A review of Inventors at La Mama Experimental Theatre by Emily Laroque
Last month, La MaMa Experimental Theatre presented an impressive dance festival celebrating their 45th year, and including the work of fifty- odd choreographers and companies. On the last evening of the festival, Inventors featured excerpts from two very different choreographers: Douglas Dunn and Christopher Williams who belong to different generations. Williams works with a deeply historical, researched imagination, using masks and elaborately conceived music. Dunn is part of the minimalist tradition of pure movement and has worked with Yvonne Rainer and Merce Cunningham before venturing out on his own in 1971. But this wasn’t the first time the two men have worked together—Williams spent some time as a dancer in Dunn’s company.
At La MaMa, Williams presented three excerpts from his longer piece The Golden Legend which is adapted from the book The Lives of the Saints. Set to an original score by Gregory Spears and live medieval choral music, The Golden Legend will eventually include Williams’ choreographic re-imagining of the lives of fifteen saints. (This is well-worn territory for Williams; his last project was Ursula and 11,000 Virgins, he studied medieval art along with dance and puppetry at Sarah Lawrence, and as a child he drew unicorns, studied the harp, and sang in a medieval choir.) Each of the three saints’ presented on La MaMa’s stage were distinctly and powerfully performed.

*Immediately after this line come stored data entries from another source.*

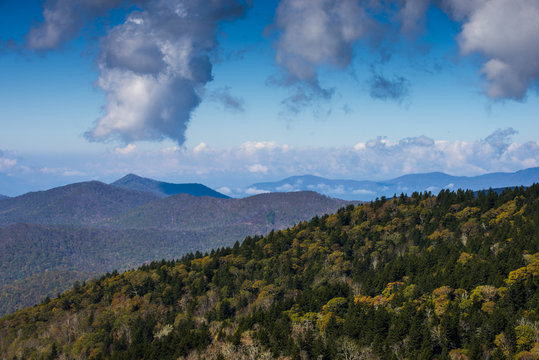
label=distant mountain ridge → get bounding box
[106,191,350,231]
[0,195,8,201]
[0,180,159,226]
[0,181,350,315]
[111,173,230,199]
[249,167,539,200]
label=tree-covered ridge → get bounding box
[1,185,538,359]
[0,190,349,316]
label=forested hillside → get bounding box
[0,190,349,316]
[0,181,159,226]
[1,185,537,359]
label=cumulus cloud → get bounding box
[0,151,18,172]
[397,0,431,37]
[442,0,539,100]
[26,0,126,50]
[270,0,432,107]
[247,163,269,174]
[26,0,250,145]
[273,0,369,84]
[272,0,539,103]
[40,167,86,177]
[352,189,375,195]
[245,187,270,195]
[114,143,137,155]
[91,129,537,187]
[87,0,250,144]
[1,130,536,196]
[216,186,232,195]
[277,183,297,192]
[271,0,372,107]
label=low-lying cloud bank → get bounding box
[1,129,537,197]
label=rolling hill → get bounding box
[249,167,539,200]
[0,186,351,315]
[0,180,159,226]
[106,191,351,231]
[111,173,230,199]
[1,185,537,359]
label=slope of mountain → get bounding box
[1,185,537,359]
[0,195,8,200]
[250,167,539,200]
[0,181,159,226]
[0,191,350,315]
[0,223,230,315]
[106,191,351,231]
[111,173,230,199]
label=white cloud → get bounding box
[239,141,281,155]
[272,0,539,103]
[0,150,21,174]
[217,186,232,195]
[193,142,209,154]
[443,0,539,100]
[114,143,136,155]
[248,164,269,174]
[0,157,17,171]
[274,0,370,84]
[352,189,375,195]
[26,0,250,145]
[276,183,296,191]
[39,167,86,177]
[245,187,270,195]
[1,130,537,196]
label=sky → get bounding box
[0,0,538,196]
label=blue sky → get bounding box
[0,0,538,196]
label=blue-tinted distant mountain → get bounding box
[0,195,8,201]
[249,167,539,200]
[111,173,230,199]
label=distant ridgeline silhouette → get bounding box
[249,167,539,200]
[111,173,230,199]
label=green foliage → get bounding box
[0,191,349,316]
[0,184,538,359]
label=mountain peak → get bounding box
[111,174,230,199]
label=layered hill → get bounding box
[250,167,539,200]
[107,191,349,231]
[0,181,159,226]
[1,185,537,359]
[111,173,230,199]
[0,185,350,315]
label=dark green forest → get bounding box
[1,185,538,359]
[0,188,348,316]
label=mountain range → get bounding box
[0,195,8,200]
[0,178,350,315]
[0,181,159,226]
[1,185,537,359]
[248,167,539,200]
[0,168,537,315]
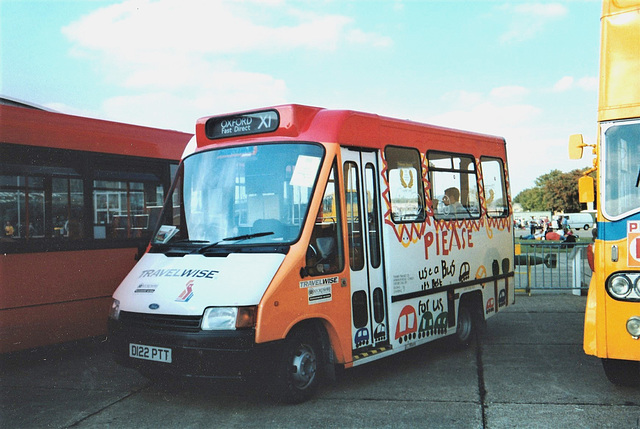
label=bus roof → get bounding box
[194,104,507,158]
[0,104,192,160]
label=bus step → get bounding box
[353,345,392,361]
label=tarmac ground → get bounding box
[1,293,639,429]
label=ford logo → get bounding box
[149,303,160,310]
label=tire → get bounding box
[454,299,484,347]
[602,358,640,387]
[272,327,321,403]
[583,224,590,231]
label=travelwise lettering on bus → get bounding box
[138,269,219,279]
[299,276,339,288]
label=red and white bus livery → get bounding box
[108,105,514,402]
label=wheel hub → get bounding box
[291,344,316,389]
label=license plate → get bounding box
[129,343,172,363]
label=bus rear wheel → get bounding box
[602,358,640,387]
[272,327,321,403]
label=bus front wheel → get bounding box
[272,327,321,403]
[602,358,640,387]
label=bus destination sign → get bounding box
[206,110,280,139]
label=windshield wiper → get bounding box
[223,232,274,242]
[150,239,212,257]
[196,232,274,254]
[151,239,209,249]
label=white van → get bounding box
[563,212,595,230]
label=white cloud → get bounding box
[440,90,485,109]
[62,1,360,69]
[101,77,288,132]
[428,100,542,137]
[553,75,598,92]
[577,76,598,91]
[514,3,567,18]
[346,28,393,47]
[425,84,595,196]
[553,76,575,92]
[428,100,544,195]
[60,0,391,130]
[499,2,568,44]
[62,0,390,64]
[490,85,530,100]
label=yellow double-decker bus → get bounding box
[570,0,640,386]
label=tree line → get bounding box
[513,168,596,213]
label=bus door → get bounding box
[341,148,388,353]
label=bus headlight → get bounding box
[109,299,121,320]
[202,307,237,330]
[201,306,256,330]
[608,275,632,299]
[627,317,640,339]
[635,276,640,296]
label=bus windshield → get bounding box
[152,143,325,249]
[603,120,640,219]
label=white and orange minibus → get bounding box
[108,105,514,402]
[570,0,640,386]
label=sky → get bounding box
[1,0,602,196]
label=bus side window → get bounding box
[428,151,480,219]
[344,161,365,271]
[480,157,509,217]
[93,172,165,240]
[53,177,85,239]
[385,146,426,223]
[306,161,345,276]
[364,164,381,268]
[0,144,175,253]
[1,173,85,241]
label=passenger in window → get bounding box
[4,221,14,238]
[441,187,464,217]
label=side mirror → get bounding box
[569,134,585,160]
[579,175,595,203]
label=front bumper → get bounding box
[108,314,283,380]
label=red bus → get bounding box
[0,102,191,353]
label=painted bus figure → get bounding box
[107,104,515,403]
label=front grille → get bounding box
[119,311,202,332]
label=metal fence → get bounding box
[513,242,592,294]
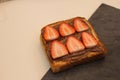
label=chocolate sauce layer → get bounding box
[41,17,104,63]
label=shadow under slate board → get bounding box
[42,3,120,80]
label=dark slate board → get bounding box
[42,3,120,80]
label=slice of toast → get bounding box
[40,17,107,73]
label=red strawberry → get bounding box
[74,18,89,32]
[59,22,75,36]
[81,32,98,48]
[66,36,85,53]
[50,40,68,59]
[43,26,59,41]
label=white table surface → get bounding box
[0,0,120,80]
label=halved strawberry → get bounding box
[59,22,75,36]
[66,36,85,53]
[74,18,89,32]
[81,32,98,48]
[43,26,59,41]
[50,40,68,59]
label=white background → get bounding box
[0,0,120,80]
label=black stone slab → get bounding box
[42,3,120,80]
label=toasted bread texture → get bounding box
[40,17,107,73]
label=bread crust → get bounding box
[40,17,107,73]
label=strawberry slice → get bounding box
[81,32,98,48]
[74,18,89,32]
[43,26,59,41]
[59,22,75,36]
[50,40,68,59]
[66,36,85,53]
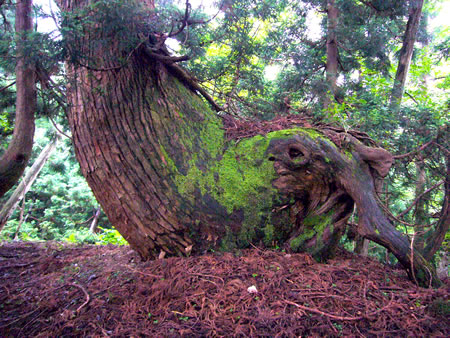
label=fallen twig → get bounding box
[284,299,365,321]
[123,265,162,279]
[284,298,392,321]
[67,282,90,314]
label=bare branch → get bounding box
[0,81,15,93]
[145,52,190,63]
[393,139,434,160]
[168,0,191,38]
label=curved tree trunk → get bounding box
[0,0,36,198]
[57,0,439,287]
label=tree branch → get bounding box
[168,0,191,38]
[145,51,190,63]
[393,139,434,159]
[0,81,15,93]
[142,45,222,112]
[397,181,444,219]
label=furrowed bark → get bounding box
[57,0,354,260]
[0,0,36,198]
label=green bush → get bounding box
[63,228,97,244]
[95,227,128,246]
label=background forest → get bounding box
[0,0,448,271]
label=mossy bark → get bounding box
[57,0,439,287]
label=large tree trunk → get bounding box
[0,0,36,198]
[56,0,439,287]
[389,0,424,110]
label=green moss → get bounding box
[141,72,347,254]
[290,210,334,253]
[263,221,275,246]
[263,127,319,140]
[267,127,338,151]
[199,115,225,160]
[215,134,276,213]
[343,149,353,160]
[159,144,178,173]
[220,226,238,251]
[162,123,336,248]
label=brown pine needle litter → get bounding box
[0,241,448,337]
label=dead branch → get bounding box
[376,193,437,228]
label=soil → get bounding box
[0,241,448,337]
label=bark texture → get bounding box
[57,0,439,287]
[389,0,424,110]
[324,0,339,108]
[0,0,36,198]
[423,154,449,261]
[414,160,427,250]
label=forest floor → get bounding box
[0,241,448,337]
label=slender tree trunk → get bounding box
[354,237,369,256]
[0,0,36,198]
[89,207,101,233]
[14,197,27,240]
[423,154,449,260]
[414,159,427,250]
[389,0,424,110]
[324,0,339,109]
[0,135,60,231]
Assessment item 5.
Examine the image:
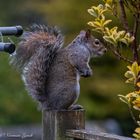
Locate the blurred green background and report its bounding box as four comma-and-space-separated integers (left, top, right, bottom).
0, 0, 137, 136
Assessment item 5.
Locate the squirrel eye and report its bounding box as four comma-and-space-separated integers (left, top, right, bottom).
94, 39, 100, 45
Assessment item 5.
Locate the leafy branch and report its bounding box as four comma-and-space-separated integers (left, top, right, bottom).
87, 0, 134, 63
88, 0, 140, 138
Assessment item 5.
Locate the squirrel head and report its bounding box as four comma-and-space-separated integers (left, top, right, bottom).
80, 30, 107, 57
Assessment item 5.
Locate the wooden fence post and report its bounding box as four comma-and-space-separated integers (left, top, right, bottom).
42, 109, 85, 140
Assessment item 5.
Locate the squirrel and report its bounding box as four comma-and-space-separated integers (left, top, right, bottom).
10, 24, 106, 110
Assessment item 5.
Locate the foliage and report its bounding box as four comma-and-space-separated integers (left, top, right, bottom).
87, 1, 134, 46
119, 62, 140, 139
0, 1, 137, 135
88, 0, 140, 138
125, 62, 140, 84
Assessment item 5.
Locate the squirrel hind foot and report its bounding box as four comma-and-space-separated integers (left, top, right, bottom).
68, 104, 84, 110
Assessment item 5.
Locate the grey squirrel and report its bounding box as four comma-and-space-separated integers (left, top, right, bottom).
10, 24, 106, 110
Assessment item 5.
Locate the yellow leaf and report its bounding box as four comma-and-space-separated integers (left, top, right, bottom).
91, 6, 99, 11
91, 5, 103, 13
133, 105, 140, 111
118, 94, 129, 104
103, 35, 116, 45
103, 19, 112, 26
91, 4, 107, 17
135, 127, 140, 134
104, 27, 111, 36
137, 82, 140, 88
103, 0, 113, 4
133, 97, 140, 108
136, 91, 140, 94
133, 133, 138, 138
130, 36, 135, 43
88, 21, 102, 29
126, 92, 134, 98
132, 62, 139, 77
127, 65, 132, 71
87, 21, 94, 26
125, 32, 131, 38
119, 38, 128, 45
124, 71, 134, 79
87, 9, 97, 17
133, 132, 140, 139
92, 29, 102, 33
124, 33, 135, 44
118, 30, 126, 37
125, 77, 135, 84
110, 27, 118, 33
105, 3, 112, 10
125, 62, 140, 85
93, 21, 102, 27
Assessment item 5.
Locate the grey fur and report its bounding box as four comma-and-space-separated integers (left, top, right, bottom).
10, 25, 106, 110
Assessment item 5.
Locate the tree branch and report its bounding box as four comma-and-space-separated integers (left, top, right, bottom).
132, 13, 139, 62
133, 14, 139, 37
108, 45, 133, 63
119, 0, 130, 32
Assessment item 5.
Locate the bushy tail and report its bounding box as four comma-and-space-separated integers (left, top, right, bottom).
10, 24, 64, 104
10, 24, 64, 71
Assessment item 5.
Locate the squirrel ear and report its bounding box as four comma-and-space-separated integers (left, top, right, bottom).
85, 29, 91, 39
80, 29, 91, 41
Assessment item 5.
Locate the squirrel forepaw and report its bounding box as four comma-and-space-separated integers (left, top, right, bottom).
80, 69, 93, 77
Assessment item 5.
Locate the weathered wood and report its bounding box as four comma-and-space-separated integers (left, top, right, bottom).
42, 109, 85, 140
66, 129, 135, 140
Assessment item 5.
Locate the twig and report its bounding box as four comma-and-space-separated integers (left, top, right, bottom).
128, 103, 138, 125
119, 0, 130, 32
133, 14, 139, 37
132, 13, 139, 62
108, 45, 133, 63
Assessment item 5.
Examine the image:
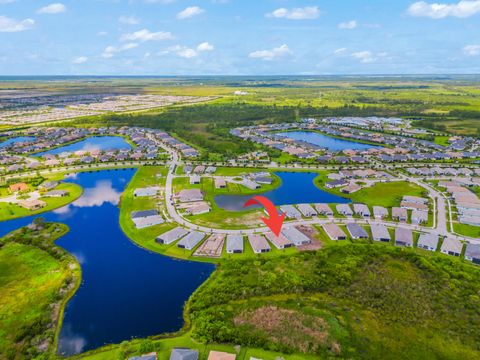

St. Francis, the first saint explored and the first piece presented, was a solo. It started with Williams walking upstage under a teepee of sticks. He emerged, dressed in a white loincloth of sorts: a strange entry for an even stranger series of dances. His movement involved tiptoeing, arabesques, long reaches to the ceiling and oddly angled poses. St. James followed along with a chorus of women with buns on their heads, dirty faces and movement that seemed zombie-like. This movement and energy in this piece had a Michael Jackson “Thriller” feel, there were dangling arms and syncopated breaths. St. Pancras rounded out the series of three saints with three men. One man represented the saint and the other two wore blue face paint. There was something off and indulgent about the way Williams staged the saints. An evening of fifteen saints would demand a lot from an audience as these three seemed to carry on a bit too long.
Douglas Dunn presented, and in many cases danced, six excerpts from his career as a downtown dance minimalist. All six were solos for men. The first piece seemed a duet between a man and a three-foot, wooden flat triangle. With an air of revery, the dancer lifted the triangle and often spun it around. Another piece—simple in execution—was only memorable for the seemingly endless pinwheeling of the dancer’s arms as the lights flickered out. But Dunn also tapped into his humorous side. He wore a grass skirt and unselfconsciously performed a blessed-out hula dance, much to the pleasure of the audience. There was even a line in the music about the moon, and Dunn unexpectedly showed his buttocks. It provided a much needed levity to the evening.
There was some whiplash involved in the evening—Dunn’s work was spare and echoey while Williams’ was lush with live music and theatrics. But in the end, both artists successfully emphasized character through movement and took the audience on a journey filled with personality and imagination.